I made my slow and painful way to work, for some reason thinking I wasn’t actually in need of an ambulance or some other assistance, before a colleague did the mercy dash and took me to hospital. I was given the bad news about my knee, told to keep it straight and in a brace for three-to-six weeks and I’d be fine.
Now that I’ve been home for little more than a day with this bloody brace on, where every movement now requires a lot of thought and consideration, I wonder if the lesson I’m meant to learn from this has something to do with taking things slow.
The need for speed
Doctors and friends have asked how fast I was going on my bike. To be honest, not fast at all, just fast enough to cause this injury (though I’d suggest that my knee hitting the pavement is the cause more than speed). However, doing things at speed tends to be my modus operandi.
When we were transferring at LAX, I asked directions of a woman at the information stand. She told me one piece of information and then I started to walk off, thinking she was done. ‘Hold up, you’re off and running,’ she said, stopping me in my tracks before giving me the rest. It’s now become a catchphrase between my husband and I. Still, it’s apt.

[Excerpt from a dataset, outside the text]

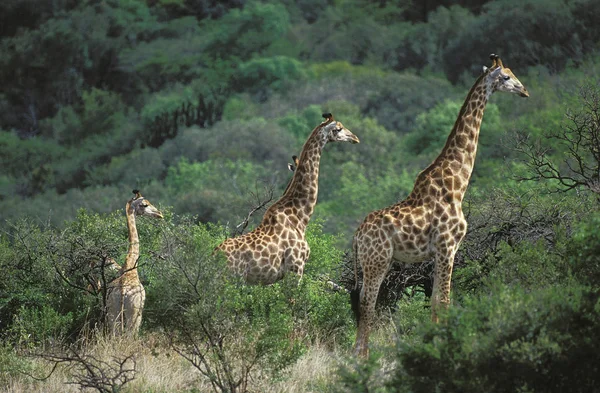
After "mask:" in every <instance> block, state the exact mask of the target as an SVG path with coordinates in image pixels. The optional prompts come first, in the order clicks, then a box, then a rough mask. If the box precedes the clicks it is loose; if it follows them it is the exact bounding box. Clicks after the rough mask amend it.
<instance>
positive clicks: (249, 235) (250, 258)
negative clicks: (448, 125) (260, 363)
mask: <svg viewBox="0 0 600 393" xmlns="http://www.w3.org/2000/svg"><path fill="white" fill-rule="evenodd" d="M323 117H324V118H325V119H326V120H325V121H324V122H322V123H321V124H319V125H318V126H317V127H316V128H315V129H314V130H313V131H312V133H311V134H310V136H309V137H308V139H307V141H306V143H305V144H304V147H303V148H302V152H301V153H300V158H299V159H298V160H297V161H296V160H294V161H295V164H296V166H295V170H294V175H293V177H292V180H291V181H290V183H289V185H288V187H287V188H286V190H285V192H284V194H283V196H282V197H281V198H280V199H279V200H278V201H277V202H275V203H274V204H273V205H271V207H269V208H268V209H267V211H266V212H265V215H264V216H263V219H262V222H261V223H260V225H259V226H258V227H256V229H254V230H253V231H252V232H250V233H247V234H245V235H242V236H239V237H235V238H230V239H227V240H225V241H224V242H223V243H221V244H220V245H219V246H218V247H217V249H216V250H219V251H222V252H223V253H224V254H225V255H226V256H227V263H228V266H229V267H230V268H231V269H232V270H233V271H234V272H235V273H237V274H240V275H241V276H243V277H244V279H245V281H246V282H248V283H251V284H258V283H260V284H272V283H274V282H276V281H278V280H280V279H282V278H283V276H284V275H285V274H286V273H287V272H292V273H295V274H297V275H298V278H299V279H300V278H301V277H302V274H303V272H304V263H305V262H306V260H307V259H308V257H309V255H310V249H309V247H308V243H307V242H306V239H305V232H306V227H307V225H308V221H309V220H310V217H311V215H312V213H313V210H314V207H315V204H316V203H317V194H318V178H319V163H320V160H321V153H322V150H323V147H325V145H326V144H327V143H328V142H351V143H358V142H359V140H358V138H357V137H356V135H354V134H353V133H352V132H350V131H349V130H348V129H346V128H345V127H344V126H343V125H342V123H340V122H339V121H336V120H334V119H333V116H332V115H331V113H326V114H323Z"/></svg>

Now that I’m relatively immobile, getting off the couch to go to the bathroom, or repositioning my leg to a somewhat temporarily more comfortable position, I am forced to take my time.
And it’s as frustrating as all hell.
How on earth am I meant to get anything done at such a slow speed? And, what has me even more worried is, how am I supposed to manage three-to-six weeks of this? What muscle I’ve been growing is going to shred pretty fast – or convert to fat – so there’s even more time wasted on slowing down.
But there’s no point in railing against it. Healing will happen in whatever time it needs to happen, life will go on at a different pace, and perhaps there will be some added bonus out of this such as a new perspective (as if being able to walk again wouldn’t be bonus enough) and a calmer approach to life. Maybe that’s a lesson worth learning.
Then again, perhaps the lesson is to not go cycling on wet roads.